Étrange parcours que celui des producteurs Kim McGraw et Luc Déry. Leurs films, parfois refusés au Festival de Cannes, font une grande carrière ailleurs. Derrière Incendies, Monsieur Lazhar (tous deux en nomination aux Oscar), Inch’Allah, on retrouve le duo d’enfer aux côtés de Gabrielle de Louise Archambault, projeté lundi soir sur la Piazza Grande au Festival de Locarno, en Suisse italienne, soulevant, de l’avis unanime, l’enthousiasme de la foule.

 

« Comme quoi tout ne finit pas à Cannes, dit Luc Déry. Lundi, devant la réaction des gens à Locarno, on s’est dit que c’était un film pour là-bas. Locarno est super important pour la carrière du film. » Quant aux distributeurs, ils avaient vu Gabrielle au Marché de Cannes. Le film est vendu sur plusieurs territoires (France, Belgique, Suisse, Corée du Sud, Allemagne, Taïwan, Hong Kong). « On met la table pour le Festival de Toronto, où le film sera présenté, poursuit le producteur. Les distributeurs importants sont là. »

 

Le Festival de Locarno a lancé au fil des ans plusieurs films de cinéastes québécois, comme Denis Côté, Philippe Falardeau, Bernard Émond.

 

Louise Archambault y avait présenté son premier long métrage, Familia,en 2005. Gabrielle aborde de son côté les désirs d’autonomie et l’histoire d’amour d’une jeune femme aux prises avec un handicap mental (Gabrielle Manon-Rivard) au sein d’une chorale pour handicapés, ce qui choque l’entourage paternaliste, enfargé dans ses craintes et ses préjugés.

 

Le film a été projeté sur la même Piazza Grande qui avait accueilli en 2011 Monsieur Lazhar de Philippe Falardeau. « Pour Gabrielle, c’était un moment magique, déclare Louise Archambault. Il faisait beau et c’était couvert de monde. À la fin de la projection, il y eut une très longue ovation : 5000, 6000 ou 7000 personnes se levant pour saluer. J’en ai eu la chair de poule. Les caméras s’étaient rivées sur le visage de Gabrielle. On voyait son bonheur, celui de sa mère aussi. Les gens pleuraient, souriaient, certains lui demandaient des autographes. Le film dégage une intimité et les Méditerranéens sentaient qu’ils pouvaient nous dire ce qu’ils ressentaient. »

 

« Malgré un vrai sujet, un vrai propos, c’est un film à la fois émouvant et accessible, renchérit le producteur Luc Déry. On nous a dit qu’il s’agissait d’un des meilleurs accueils à la Piazza Grande depuis longtemps. » Kim McGraw assure que la réception fut plus chaleureuse encore que celle qui entoura là-bas la projection de Monsieur Lazhar.

 

« Gabrielle Manon-Rivard a un don réel pour le chant et une luminosité naturelle, précise Louise Archambault.
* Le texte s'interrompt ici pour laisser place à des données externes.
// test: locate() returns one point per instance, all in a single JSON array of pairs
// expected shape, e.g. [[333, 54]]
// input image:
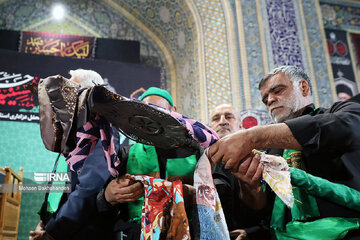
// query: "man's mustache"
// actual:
[[223, 128]]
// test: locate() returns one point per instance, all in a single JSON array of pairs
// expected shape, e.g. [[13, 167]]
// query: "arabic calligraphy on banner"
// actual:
[[57, 44], [16, 102]]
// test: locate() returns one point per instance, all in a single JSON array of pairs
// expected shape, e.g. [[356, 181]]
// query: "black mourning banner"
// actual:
[[17, 70], [341, 64]]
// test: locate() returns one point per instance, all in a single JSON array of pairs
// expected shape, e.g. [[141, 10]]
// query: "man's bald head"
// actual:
[[225, 119]]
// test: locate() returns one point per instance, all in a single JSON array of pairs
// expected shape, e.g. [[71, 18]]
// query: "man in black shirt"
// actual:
[[328, 139]]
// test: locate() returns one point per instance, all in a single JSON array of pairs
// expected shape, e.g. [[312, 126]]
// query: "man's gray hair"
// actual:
[[86, 78], [295, 74]]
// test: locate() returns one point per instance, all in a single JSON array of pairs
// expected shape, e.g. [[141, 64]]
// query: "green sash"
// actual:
[[305, 206], [55, 197]]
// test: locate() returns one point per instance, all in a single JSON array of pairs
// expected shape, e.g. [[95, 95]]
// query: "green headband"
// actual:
[[159, 92]]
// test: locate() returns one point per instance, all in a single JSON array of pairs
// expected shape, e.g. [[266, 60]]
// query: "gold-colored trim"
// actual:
[[37, 24], [156, 39], [326, 51], [349, 1], [74, 20], [70, 18], [308, 52], [352, 51], [233, 61], [202, 75], [244, 62], [262, 37]]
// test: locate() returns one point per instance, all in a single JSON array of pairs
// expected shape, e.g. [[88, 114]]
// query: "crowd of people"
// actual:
[[321, 144]]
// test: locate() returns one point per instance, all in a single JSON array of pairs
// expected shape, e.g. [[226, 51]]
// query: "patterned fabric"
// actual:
[[143, 160], [293, 158], [86, 139], [208, 217], [276, 174], [163, 215]]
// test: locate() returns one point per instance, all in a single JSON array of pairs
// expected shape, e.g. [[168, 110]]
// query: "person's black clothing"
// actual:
[[330, 139], [237, 214], [123, 229]]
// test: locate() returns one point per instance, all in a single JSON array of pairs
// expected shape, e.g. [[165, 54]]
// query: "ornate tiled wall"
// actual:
[[344, 15], [211, 51]]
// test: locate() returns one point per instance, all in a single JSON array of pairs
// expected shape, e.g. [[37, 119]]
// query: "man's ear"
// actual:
[[305, 88]]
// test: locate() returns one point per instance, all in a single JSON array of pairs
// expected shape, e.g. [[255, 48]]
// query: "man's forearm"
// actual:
[[276, 135]]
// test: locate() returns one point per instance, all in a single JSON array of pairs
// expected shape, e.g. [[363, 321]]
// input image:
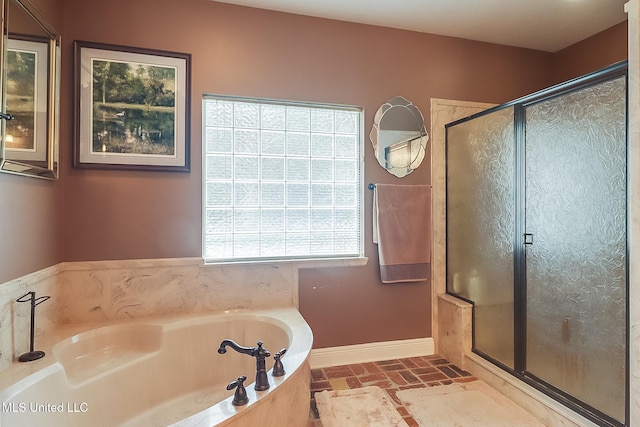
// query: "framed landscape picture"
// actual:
[[132, 108], [26, 97]]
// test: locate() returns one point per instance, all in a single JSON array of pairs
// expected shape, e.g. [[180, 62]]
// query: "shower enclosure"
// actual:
[[537, 238]]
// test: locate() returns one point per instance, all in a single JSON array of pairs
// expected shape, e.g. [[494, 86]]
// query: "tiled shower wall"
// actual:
[[117, 290]]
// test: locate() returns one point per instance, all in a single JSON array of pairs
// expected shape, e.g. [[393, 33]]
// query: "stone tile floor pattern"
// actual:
[[390, 375]]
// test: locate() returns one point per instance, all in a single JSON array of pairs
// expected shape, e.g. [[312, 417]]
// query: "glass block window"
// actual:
[[281, 180]]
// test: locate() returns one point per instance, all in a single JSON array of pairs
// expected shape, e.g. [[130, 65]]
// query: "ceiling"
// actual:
[[548, 25]]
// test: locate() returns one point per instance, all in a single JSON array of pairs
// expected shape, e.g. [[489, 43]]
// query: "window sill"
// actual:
[[300, 263]]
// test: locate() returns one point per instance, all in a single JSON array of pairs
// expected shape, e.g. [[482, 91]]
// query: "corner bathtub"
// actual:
[[162, 372]]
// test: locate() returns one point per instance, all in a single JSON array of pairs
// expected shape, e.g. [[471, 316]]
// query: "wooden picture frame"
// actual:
[[131, 108]]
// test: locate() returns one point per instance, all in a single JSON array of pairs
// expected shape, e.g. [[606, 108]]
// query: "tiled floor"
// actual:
[[390, 375]]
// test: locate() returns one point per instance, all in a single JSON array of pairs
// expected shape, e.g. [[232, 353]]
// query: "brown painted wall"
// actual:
[[598, 51], [29, 207], [250, 52]]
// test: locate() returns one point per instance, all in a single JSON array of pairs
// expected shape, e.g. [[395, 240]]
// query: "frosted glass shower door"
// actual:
[[480, 224], [575, 166]]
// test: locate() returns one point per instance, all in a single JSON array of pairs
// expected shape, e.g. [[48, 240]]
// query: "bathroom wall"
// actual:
[[113, 215], [593, 53], [29, 208]]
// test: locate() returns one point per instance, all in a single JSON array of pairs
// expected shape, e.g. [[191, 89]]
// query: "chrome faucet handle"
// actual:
[[278, 367], [240, 397], [261, 352]]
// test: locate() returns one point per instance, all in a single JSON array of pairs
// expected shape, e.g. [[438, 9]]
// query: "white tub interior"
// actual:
[[152, 372]]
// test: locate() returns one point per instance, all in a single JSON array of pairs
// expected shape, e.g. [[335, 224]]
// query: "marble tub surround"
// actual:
[[107, 290], [104, 291], [139, 365]]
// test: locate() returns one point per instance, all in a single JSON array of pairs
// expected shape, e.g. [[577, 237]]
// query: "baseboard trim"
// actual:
[[370, 352]]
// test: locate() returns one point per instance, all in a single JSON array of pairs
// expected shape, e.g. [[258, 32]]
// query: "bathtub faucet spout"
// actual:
[[259, 352]]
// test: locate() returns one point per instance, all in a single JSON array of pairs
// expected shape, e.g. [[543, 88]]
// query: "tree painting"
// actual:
[[21, 101], [133, 108]]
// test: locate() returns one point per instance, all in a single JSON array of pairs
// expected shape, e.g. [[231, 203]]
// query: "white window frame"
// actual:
[[357, 254]]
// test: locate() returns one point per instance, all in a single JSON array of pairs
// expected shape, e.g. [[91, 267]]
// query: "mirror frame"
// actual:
[[401, 105], [49, 168]]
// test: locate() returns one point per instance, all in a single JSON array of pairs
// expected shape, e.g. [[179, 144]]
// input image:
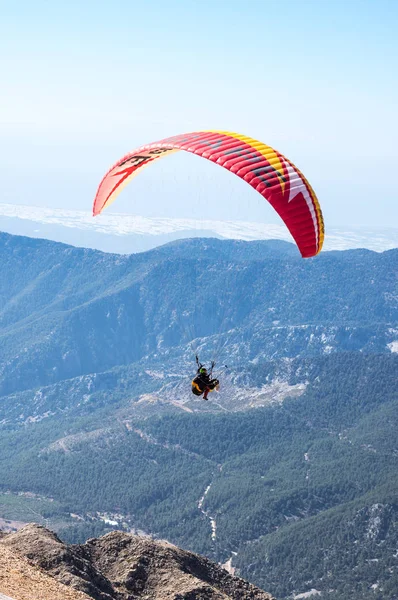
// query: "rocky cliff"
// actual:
[[121, 566]]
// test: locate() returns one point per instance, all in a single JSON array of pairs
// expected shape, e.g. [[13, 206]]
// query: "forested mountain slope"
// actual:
[[99, 429]]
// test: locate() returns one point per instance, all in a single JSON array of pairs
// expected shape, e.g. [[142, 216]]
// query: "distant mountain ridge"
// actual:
[[124, 233], [99, 428], [67, 312]]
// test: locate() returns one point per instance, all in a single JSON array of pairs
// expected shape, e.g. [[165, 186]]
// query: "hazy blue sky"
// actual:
[[84, 82]]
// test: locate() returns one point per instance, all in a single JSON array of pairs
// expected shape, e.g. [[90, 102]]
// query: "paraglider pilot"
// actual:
[[203, 382]]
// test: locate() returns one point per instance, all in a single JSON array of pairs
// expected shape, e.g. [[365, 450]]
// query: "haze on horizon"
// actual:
[[82, 84]]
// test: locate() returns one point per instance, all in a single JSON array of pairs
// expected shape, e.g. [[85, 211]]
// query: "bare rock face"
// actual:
[[21, 581], [121, 566]]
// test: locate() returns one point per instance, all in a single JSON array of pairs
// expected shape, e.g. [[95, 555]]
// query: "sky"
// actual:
[[82, 83]]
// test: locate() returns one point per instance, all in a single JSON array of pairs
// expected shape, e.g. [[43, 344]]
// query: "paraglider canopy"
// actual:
[[265, 169]]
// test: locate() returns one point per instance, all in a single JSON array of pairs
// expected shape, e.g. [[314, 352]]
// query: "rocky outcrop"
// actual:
[[121, 566], [21, 581]]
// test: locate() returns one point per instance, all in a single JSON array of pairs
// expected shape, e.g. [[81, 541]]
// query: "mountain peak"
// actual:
[[122, 566]]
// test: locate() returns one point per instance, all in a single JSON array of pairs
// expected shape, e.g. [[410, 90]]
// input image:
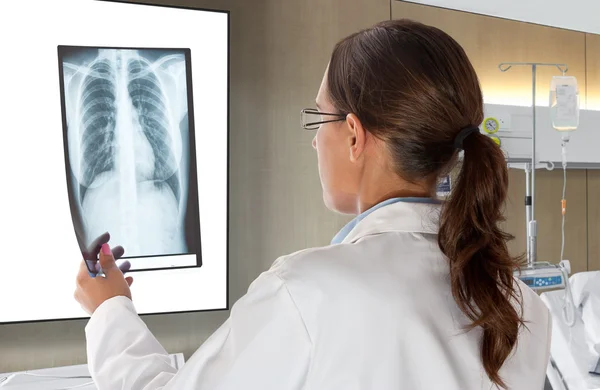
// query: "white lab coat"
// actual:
[[372, 313]]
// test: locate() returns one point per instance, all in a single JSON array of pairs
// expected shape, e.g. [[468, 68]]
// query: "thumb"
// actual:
[[107, 261]]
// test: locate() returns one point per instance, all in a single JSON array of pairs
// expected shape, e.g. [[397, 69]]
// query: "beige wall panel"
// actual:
[[593, 98], [593, 71], [489, 41], [279, 51], [593, 232]]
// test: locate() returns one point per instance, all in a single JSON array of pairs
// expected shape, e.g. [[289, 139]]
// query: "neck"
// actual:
[[368, 200]]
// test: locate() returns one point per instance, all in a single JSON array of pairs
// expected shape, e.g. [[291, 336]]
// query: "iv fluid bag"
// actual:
[[564, 103]]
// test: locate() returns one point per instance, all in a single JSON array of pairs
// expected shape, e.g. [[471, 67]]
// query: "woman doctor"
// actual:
[[412, 294]]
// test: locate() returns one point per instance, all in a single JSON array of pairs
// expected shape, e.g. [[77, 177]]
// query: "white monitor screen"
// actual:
[[115, 120]]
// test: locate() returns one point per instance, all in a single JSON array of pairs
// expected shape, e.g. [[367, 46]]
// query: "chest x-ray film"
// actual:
[[129, 151], [115, 128]]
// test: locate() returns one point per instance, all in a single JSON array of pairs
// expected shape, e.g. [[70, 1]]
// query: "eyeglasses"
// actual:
[[305, 118]]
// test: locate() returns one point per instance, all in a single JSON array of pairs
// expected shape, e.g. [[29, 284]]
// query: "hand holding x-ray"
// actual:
[[91, 253]]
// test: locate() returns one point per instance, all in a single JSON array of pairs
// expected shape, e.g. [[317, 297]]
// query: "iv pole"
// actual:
[[530, 167]]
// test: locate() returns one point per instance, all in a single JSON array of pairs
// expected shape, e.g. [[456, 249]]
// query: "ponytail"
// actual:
[[481, 269]]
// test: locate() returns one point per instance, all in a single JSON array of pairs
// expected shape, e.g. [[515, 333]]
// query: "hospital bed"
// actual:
[[575, 350]]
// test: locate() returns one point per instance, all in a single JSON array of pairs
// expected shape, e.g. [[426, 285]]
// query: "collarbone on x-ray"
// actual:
[[126, 150]]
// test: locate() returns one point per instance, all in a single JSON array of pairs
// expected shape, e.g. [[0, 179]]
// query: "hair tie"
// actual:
[[463, 134]]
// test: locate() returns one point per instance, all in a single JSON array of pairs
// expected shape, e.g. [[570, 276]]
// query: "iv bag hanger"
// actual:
[[531, 226]]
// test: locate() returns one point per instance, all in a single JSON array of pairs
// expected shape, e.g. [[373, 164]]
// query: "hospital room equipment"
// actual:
[[545, 275], [575, 302], [575, 350]]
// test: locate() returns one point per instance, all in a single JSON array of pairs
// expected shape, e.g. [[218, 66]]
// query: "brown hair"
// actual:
[[413, 86]]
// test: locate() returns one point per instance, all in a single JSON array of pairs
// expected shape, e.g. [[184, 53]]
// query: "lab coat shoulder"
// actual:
[[263, 342]]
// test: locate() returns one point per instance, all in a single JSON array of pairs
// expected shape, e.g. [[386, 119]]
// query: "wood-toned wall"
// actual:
[[279, 52], [489, 41]]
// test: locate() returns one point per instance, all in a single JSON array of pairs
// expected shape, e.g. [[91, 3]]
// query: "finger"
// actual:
[[94, 248], [125, 266], [118, 252], [107, 262], [83, 275]]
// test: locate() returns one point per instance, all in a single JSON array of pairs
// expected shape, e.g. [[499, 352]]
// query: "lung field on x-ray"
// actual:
[[128, 147]]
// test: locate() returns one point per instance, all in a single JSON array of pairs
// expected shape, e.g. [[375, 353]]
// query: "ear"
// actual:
[[358, 137]]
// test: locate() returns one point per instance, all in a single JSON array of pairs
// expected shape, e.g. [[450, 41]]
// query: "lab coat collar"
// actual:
[[400, 216]]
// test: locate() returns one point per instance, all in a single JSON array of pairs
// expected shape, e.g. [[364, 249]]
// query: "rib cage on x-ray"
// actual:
[[129, 158]]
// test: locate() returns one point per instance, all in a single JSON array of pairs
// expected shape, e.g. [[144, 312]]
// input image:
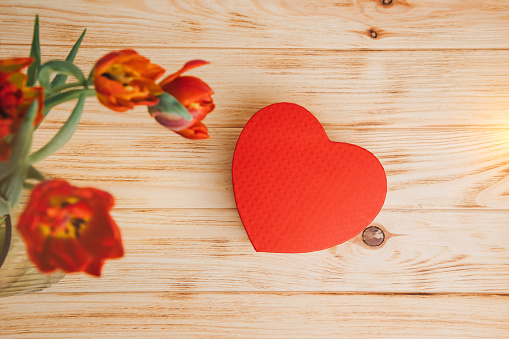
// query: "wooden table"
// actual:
[[424, 85]]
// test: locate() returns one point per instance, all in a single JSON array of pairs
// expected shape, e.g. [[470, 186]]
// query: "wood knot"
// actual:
[[373, 236]]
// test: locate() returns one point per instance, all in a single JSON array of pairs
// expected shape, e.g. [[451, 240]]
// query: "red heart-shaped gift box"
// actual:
[[297, 191]]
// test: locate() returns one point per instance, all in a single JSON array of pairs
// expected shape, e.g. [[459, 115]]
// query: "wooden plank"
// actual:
[[151, 167], [264, 315], [331, 24], [352, 89], [426, 251]]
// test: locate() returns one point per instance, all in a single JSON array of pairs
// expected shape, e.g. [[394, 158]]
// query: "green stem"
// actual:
[[60, 88], [57, 99]]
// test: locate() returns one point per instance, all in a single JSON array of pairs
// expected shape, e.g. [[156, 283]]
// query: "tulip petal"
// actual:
[[188, 66], [197, 131], [189, 90], [69, 228]]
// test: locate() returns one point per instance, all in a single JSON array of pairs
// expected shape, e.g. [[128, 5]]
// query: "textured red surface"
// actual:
[[297, 191]]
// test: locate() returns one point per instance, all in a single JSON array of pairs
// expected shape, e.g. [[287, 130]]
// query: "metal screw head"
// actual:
[[373, 236]]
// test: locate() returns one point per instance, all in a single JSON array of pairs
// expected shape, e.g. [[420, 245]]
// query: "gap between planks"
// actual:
[[317, 49]]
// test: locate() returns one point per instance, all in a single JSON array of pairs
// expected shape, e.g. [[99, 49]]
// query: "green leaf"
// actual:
[[35, 52], [19, 143], [63, 135], [4, 207], [11, 187], [34, 173], [61, 78], [60, 98], [169, 104], [60, 67]]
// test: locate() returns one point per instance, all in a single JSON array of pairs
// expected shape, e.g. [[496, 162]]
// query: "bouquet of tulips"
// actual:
[[64, 226]]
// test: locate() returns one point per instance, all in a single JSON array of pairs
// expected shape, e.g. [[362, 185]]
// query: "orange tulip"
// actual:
[[195, 95], [69, 228], [125, 79], [15, 99]]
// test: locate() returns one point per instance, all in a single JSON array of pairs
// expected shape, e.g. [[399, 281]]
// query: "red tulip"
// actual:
[[15, 99], [125, 79], [194, 95], [69, 228]]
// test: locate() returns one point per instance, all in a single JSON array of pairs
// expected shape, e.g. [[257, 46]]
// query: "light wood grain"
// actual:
[[255, 315], [331, 24], [151, 167], [404, 89], [429, 96], [428, 251]]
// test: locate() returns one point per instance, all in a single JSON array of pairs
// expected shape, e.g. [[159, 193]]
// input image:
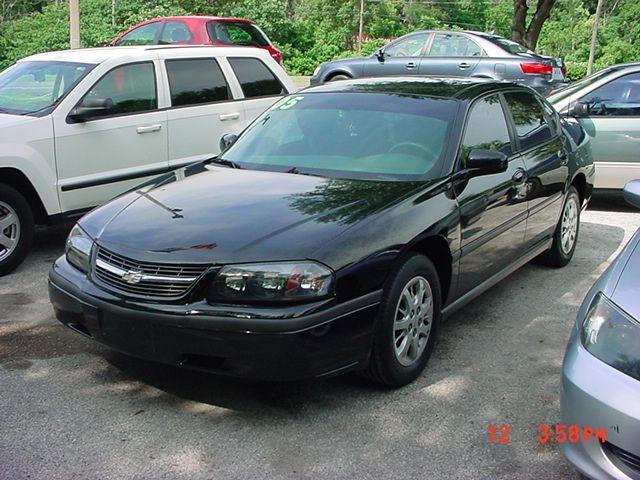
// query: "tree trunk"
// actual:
[[528, 35]]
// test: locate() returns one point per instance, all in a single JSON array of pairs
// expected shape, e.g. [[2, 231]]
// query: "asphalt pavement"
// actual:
[[70, 408]]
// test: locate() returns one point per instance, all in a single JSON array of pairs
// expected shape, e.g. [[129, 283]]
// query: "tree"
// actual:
[[528, 35]]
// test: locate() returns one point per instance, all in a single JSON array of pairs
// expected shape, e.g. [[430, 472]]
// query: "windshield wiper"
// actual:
[[222, 161]]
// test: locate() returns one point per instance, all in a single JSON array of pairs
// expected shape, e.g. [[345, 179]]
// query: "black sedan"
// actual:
[[334, 234]]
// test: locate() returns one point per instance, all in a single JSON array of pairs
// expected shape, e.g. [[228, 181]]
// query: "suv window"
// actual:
[[529, 119], [255, 78], [236, 33], [175, 32], [488, 135], [131, 88], [620, 97], [144, 35], [451, 45], [194, 81], [410, 46]]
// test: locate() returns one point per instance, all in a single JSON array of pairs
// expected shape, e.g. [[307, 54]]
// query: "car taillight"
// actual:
[[536, 68]]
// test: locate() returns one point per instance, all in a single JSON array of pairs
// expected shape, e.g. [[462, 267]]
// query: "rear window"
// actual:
[[508, 45], [236, 33], [255, 78], [195, 81]]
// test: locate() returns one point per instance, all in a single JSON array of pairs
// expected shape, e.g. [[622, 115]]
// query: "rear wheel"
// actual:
[[565, 237], [16, 228], [407, 325]]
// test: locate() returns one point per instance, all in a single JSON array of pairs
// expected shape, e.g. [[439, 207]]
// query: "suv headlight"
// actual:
[[271, 282], [613, 336], [78, 249]]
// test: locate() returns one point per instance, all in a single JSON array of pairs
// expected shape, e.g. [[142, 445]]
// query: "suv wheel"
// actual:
[[407, 325], [565, 237], [16, 228]]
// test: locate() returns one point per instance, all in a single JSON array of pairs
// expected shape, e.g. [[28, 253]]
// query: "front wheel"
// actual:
[[16, 229], [407, 324], [565, 237]]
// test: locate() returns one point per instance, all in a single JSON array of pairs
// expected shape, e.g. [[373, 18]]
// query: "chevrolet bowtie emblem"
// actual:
[[132, 277]]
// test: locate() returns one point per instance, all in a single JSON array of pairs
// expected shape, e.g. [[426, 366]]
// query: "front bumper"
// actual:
[[302, 345], [596, 395]]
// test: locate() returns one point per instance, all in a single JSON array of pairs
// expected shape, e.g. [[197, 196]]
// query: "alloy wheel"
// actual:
[[413, 321], [569, 228], [9, 230]]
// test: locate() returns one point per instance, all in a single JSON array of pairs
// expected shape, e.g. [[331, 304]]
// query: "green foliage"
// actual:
[[314, 31]]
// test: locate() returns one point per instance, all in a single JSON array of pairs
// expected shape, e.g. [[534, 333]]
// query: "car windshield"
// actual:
[[579, 85], [36, 87], [349, 135], [508, 45], [237, 33]]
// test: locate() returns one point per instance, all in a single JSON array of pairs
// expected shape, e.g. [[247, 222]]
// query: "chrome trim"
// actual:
[[144, 277]]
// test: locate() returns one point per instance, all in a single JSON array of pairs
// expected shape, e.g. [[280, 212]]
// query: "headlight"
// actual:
[[613, 336], [271, 282], [78, 249]]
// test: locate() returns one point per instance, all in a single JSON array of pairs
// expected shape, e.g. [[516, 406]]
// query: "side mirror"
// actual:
[[486, 162], [578, 110], [227, 140], [91, 108], [631, 193]]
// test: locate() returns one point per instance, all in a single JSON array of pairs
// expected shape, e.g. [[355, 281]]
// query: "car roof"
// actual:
[[202, 18], [446, 87], [102, 54]]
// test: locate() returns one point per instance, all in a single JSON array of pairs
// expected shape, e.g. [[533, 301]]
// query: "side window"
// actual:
[[144, 35], [130, 88], [194, 81], [451, 45], [480, 133], [175, 32], [620, 97], [530, 122], [410, 46], [255, 78]]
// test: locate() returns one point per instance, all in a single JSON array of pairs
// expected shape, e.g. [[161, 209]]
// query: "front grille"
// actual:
[[145, 279], [629, 459]]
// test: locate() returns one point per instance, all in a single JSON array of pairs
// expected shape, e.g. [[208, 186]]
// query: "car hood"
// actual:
[[627, 286], [214, 214]]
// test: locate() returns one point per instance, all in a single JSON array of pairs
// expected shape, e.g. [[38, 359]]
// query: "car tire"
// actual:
[[339, 77], [399, 355], [16, 229], [565, 237]]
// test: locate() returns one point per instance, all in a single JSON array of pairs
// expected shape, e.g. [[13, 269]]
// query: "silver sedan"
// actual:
[[601, 370]]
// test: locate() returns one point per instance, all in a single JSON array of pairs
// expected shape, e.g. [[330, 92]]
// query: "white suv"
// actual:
[[79, 127]]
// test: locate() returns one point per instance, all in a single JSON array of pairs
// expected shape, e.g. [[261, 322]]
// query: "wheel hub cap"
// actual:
[[9, 230], [569, 228], [413, 320]]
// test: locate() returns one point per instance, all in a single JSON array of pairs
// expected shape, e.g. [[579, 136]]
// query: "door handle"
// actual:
[[225, 117], [149, 129], [519, 176], [562, 155]]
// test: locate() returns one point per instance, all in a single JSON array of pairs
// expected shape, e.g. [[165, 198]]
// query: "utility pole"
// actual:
[[594, 37], [361, 27], [74, 23]]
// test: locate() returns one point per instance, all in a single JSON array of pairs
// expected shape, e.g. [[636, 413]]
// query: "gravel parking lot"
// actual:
[[73, 409]]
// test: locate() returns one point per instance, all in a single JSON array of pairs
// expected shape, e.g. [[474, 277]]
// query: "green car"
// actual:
[[607, 105]]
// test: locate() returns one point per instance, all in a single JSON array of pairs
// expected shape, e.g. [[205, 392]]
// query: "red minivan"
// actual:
[[196, 30]]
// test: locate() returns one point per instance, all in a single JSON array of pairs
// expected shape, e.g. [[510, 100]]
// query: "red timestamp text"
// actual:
[[547, 434]]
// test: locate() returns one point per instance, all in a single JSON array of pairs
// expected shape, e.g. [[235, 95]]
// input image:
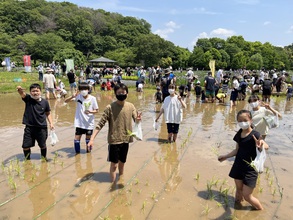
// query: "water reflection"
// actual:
[[88, 192], [40, 197], [169, 166]]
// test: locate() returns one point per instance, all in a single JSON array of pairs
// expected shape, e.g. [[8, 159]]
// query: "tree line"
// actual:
[[52, 31]]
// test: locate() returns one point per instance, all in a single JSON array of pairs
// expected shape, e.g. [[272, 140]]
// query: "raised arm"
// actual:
[[20, 91], [233, 153]]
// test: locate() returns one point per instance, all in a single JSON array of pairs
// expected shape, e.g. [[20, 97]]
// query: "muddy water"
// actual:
[[161, 181]]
Elle pourrait avoir d’autres rôles s’ils conviennent à sa personnalité. Elle possède une grande force créatrice. » La cinéaste avoue avoir travaillé fort, longtemps en amont avec Gabrielle Manon-Rivard, règle générale avec tous ses interprètes aux handicaps mentaux. « Ça ne me permettait pas de multiplier les plans larges. Pendant que certains regardaient la caméra, d’autres se curaient le nez. Je devais me concentrer, aller chercher leur vérité. »

 

Après Toronto, Gabrielle sortira dans nos salles le 20 septembre. « Sur 20, 25 ou 27 copies, précise Luc Déry, comme pour Monsieur Lazhar et Incendies. On veut laisser le temps au bouche à oreille de s’installer. »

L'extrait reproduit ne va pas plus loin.